Perhaps. It left Raiders Coach Jack Del Rio saying he’d never seen anything like that.

“Never. Never seen air like that and it somehow got turned into a first down,” he said. “The air between the ball and the stick. That’s sure short and it goes the other way. Period.”

Three plays later, Prescott’s pass to Dez Bryant set up the go-ahead field goal and the Cowboys were 20-17 winners.

But nothing could overshadow the catch rule, which reared its ugly head again in the best game of the season, the one between the Patriots and Steelers. Move over, Calvin Johnson and Bryant, two men who will forever be linked to the debate over just what is a catch. Make room for Jesse James. After the Patriots scored a touchdown and a two-point conversion for a three-point lead with 56 seconds left, the Steelers tore off down the field on two plays, the latter of which looked to your lyin’ eyes and mine like a touchdown as James stretched toward the end zone after hauling in a 10-yard pass with 28 seconds remaining. Alas. James was robbed as the ball Weebled. Or wobbled. One of the two.

“In order to have a completed pass, a receiver must survive going to the ground,” referee Tony Corrente said in a rather terrifying description. “In this case, he had control of the football but he was going to the ground. As he hit the ground, the ball began to roll and rotate and the ball hit the ground and that’s the end of it at that point. … He lost complete control of the football. That was the ruling out of replay.”

“James is going to the ground as he reaches the goal line,” Al Riveron, the NFL’s senior vice president of officiating, said in a video. “And that’s the key here: He is going to the ground. By rule, to complete the process of the catch he must survive the ground. And by that, we mean he must maintain control of the football. … He does put the ball over the goal line extended. Once he gets there, he loses control of the football and then the ball hits the ground. We can see … the ball touches the ground. … Therefore, the ruling on the field of a touchdown was changed to an incomplete pass.”

All of which leaves everyone to grapple with a rule that was called correctly, but seems like a dumb rule.

“I was just trying to watch it to see what happened,” Patriots safety Devin McCourty said. “Once I thought about it that way, no. I know it’s always hard to know when you hit the ground — catch, no catch. But when you see it, it was kind of like his hands weren’t under it. Obviously I’m a little biased out there.”

Got it. So, rather than trying for a game-tying field goal, Steelers quarterback Ben Roethlisberger was intercepted in the end zone on a fake-spike play with five seconds left.

Damiere Byrd’s cheeky play was a touchdown. (Grant Halverson / Getty Images)

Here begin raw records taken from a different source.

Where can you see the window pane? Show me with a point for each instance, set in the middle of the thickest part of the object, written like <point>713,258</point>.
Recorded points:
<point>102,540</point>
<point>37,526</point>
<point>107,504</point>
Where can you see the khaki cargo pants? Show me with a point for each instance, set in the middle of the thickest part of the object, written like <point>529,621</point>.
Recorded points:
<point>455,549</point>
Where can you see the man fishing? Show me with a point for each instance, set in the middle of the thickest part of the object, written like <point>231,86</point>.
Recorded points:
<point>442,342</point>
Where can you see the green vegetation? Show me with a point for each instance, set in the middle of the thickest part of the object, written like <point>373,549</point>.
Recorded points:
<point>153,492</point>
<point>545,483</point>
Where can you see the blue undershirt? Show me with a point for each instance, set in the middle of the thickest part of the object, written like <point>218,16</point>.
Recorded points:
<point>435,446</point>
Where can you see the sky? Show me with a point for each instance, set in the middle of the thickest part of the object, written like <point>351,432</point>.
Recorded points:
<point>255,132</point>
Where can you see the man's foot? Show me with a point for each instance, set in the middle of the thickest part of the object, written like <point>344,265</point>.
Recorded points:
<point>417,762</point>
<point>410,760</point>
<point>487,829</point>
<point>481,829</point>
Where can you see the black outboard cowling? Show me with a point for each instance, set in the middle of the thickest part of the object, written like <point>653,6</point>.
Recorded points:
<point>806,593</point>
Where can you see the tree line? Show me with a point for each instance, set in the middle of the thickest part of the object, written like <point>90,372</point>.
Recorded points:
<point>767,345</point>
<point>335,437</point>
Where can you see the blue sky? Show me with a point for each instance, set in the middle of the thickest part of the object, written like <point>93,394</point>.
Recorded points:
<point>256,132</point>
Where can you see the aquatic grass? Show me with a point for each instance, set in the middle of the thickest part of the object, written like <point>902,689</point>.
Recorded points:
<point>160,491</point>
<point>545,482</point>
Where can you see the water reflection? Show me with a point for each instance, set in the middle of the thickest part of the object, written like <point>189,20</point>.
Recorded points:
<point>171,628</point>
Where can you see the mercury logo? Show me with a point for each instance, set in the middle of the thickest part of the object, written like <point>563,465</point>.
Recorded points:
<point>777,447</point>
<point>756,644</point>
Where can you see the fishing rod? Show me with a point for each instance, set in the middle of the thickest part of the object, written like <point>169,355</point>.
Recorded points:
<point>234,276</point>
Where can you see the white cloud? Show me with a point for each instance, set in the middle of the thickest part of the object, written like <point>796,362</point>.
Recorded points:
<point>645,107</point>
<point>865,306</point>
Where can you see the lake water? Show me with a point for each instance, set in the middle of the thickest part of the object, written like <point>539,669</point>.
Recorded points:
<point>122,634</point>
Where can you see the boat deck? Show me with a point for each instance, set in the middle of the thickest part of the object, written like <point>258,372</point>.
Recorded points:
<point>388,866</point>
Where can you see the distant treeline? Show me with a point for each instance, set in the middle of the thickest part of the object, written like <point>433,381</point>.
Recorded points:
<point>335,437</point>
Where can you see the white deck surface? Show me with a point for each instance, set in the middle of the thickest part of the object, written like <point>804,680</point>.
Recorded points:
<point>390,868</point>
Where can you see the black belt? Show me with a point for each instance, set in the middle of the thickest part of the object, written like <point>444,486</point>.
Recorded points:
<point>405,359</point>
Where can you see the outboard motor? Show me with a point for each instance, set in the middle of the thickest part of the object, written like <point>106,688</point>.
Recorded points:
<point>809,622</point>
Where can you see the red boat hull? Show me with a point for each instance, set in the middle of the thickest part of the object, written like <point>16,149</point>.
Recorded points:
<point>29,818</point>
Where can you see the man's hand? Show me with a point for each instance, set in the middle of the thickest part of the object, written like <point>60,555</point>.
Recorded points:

Thank God for both incidents, though, because otherwise we might be debating butt cheeks and whether the Panthers’ Damiere Byrd had the right component of his buttocks inbounds when he landed derriere-first in the end zone against the Packers. “I’m looking at the cheeks,” said Mike Pereira, the former head of officiating for the NFL and now a Fox analyst. “Does the left cheek hit first?” Both cheeks were in bounds and that was the end of that. Tender mercies.

Alas, there are none for Jerry Richardson, the owner of the Panthers. No sooner did Sports Illustrated drop a story filled with troubling allegations of the sort that have cost many men their jobs in the #MeToo era, than the team announced that it would be sold at the end of the season. According to Sports Illustrated’s report, at least four former team employees received significant financial settlements accompanied by nondisclosure agreements over inappropriate behavior and comments in the workplace by Richardson. In addition to sexually suggestive remarks and acts, Richardson is alleged to have used a racial slur about a scout who is African American.

Richardson may hope that his swift decision to sell will avert the league’s intention to investigate, but that seems highly unlikely. Not in the #MeToo era that has now arrived for the league, executives and players.

Maybe next weekend is when we’ll actually be talking about football.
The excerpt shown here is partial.